中国企業相手のビジネスが増える中、多くの日本企業が中国人採用に積極的だ。海外で働こうとする中国人は英語も堪能で、優秀な人材が多い。しかし、どうしても障壁となるのが日本と中国の文化の違いだ。中国と関連の深い商社の中堅社員も苦い顔だ。
「新しく入った中国人社員が部下になったが、扱いが本当に難しい。ほとんど敬語は使わないし、ろくに成果も挙げてないのに『給料を上げろ』と文句をいってくる。

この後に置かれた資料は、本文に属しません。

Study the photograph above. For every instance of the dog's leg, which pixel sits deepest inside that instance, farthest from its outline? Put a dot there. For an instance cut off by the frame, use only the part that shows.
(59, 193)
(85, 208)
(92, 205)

ある中国人社員なんて、2月の春節(中国の旧正月)になると勝手に仕事を休んで帰国してしまった。日本人ではありえない言動に困っている」
そんな中国人とどう付き合えばいいのか。『中国との付き合い方はベトナムに学べ』(SB新書)の著書がある専門商社・アドバンストマテリアルジャパンの中村繁夫・社長は、面子を気にする中国人の性格をうまく利用すべきだという。
「人口が13億人を超える中国は日本人の想像を絶するような競争社会。彼らは日々を生き抜くため、仲間の足を引っ張ってでも自分が前に出よう、評価されようとする。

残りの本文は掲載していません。